Tuesday, August 7, 2012: 1:30 PM
A107, Oregon Convention Center
Gaius R. Shaver, Ecosystems Center, Marine Biological Laboratory, Woods Hole, MA, M. Syndonia Bret-Harte, Institute of Arctic Biology, University of Alaska Fairbanks, Fairbanks, AK and Joseph M. Craine, Biology, Kansas State University, Manhattan, KS
Background/Question/Methods

            Where do new ideas in ecology come from?  When Terry Chapin completed his Ph.D. (Stanford 1973), he had been trained as an ecophysiologist in the tradition of HA Mooney (his major advisor) and WD Billings, two of the leaders who helped establish this field during the 1960s.   The subject of his dissertation was physiological “acclimation” of phosphorus uptake by plant roots in different temperature regimes, an elegant study of precise adaptation both within and among species, to environments that differed in average temperature and temperature variability. During the 1970s, as Terry established his own research in tundra and boreal ecosystems of Alaska, he was strongly influenced by two then current intellectual trends in ecology.  One of these was the increasing use of the ecosystem context as a framework for interpreting and evaluating process-level studies such as Terry’s work on nutrient uptake.  Another was a shift in focus of ecophysiology, away from an emphasis on narrow adaptation of individual plant traits to specific environments, and toward a new emphasis on interaction of multiple plant traits and multiple environmental controls to determine overall plant functioning in communities and ecosystems.  Terry was fortunate to be working as part of two “Biome” studies, part of the International Biological Program, with access to a rich array of ecosystem-level data that provided context for his work on P and N uptake and P and N budgets of both tundra and boreal forest. 

Results/Conclusions

The result of this fortunate conjunction of person and opportunity was a brilliant series of syntheses, starting with Terry's most widely-cited paper, “The Mineral Nutrition of Wild Plants”, published in 1980 in Annual Reviews of Ecology and Systematics and cited over 2000 times by 2012. MNWP argued that nutrient limitation and nutrient allocation in wild plants are important selective forces with major impacts on how whole ecosystems function.

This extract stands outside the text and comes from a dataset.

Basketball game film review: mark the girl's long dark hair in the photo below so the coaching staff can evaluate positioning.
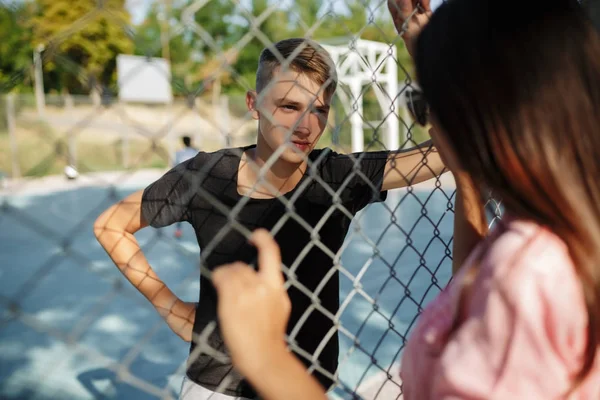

It also argued for an approach to understanding of plant growth, distribution and abundance, and of the role of plants in ecosystems, as resulting from interactions among multiple controls and limiting factors rather than dominance by any single factor.  These ideas, expressed in a way that stimulated ecologists and their students around the world to think differently about their work, have led to countless new insights and have contributed significantly to development of ecological theory on the relationships among diversity, plant traits, ecosystem function, and community response to global change.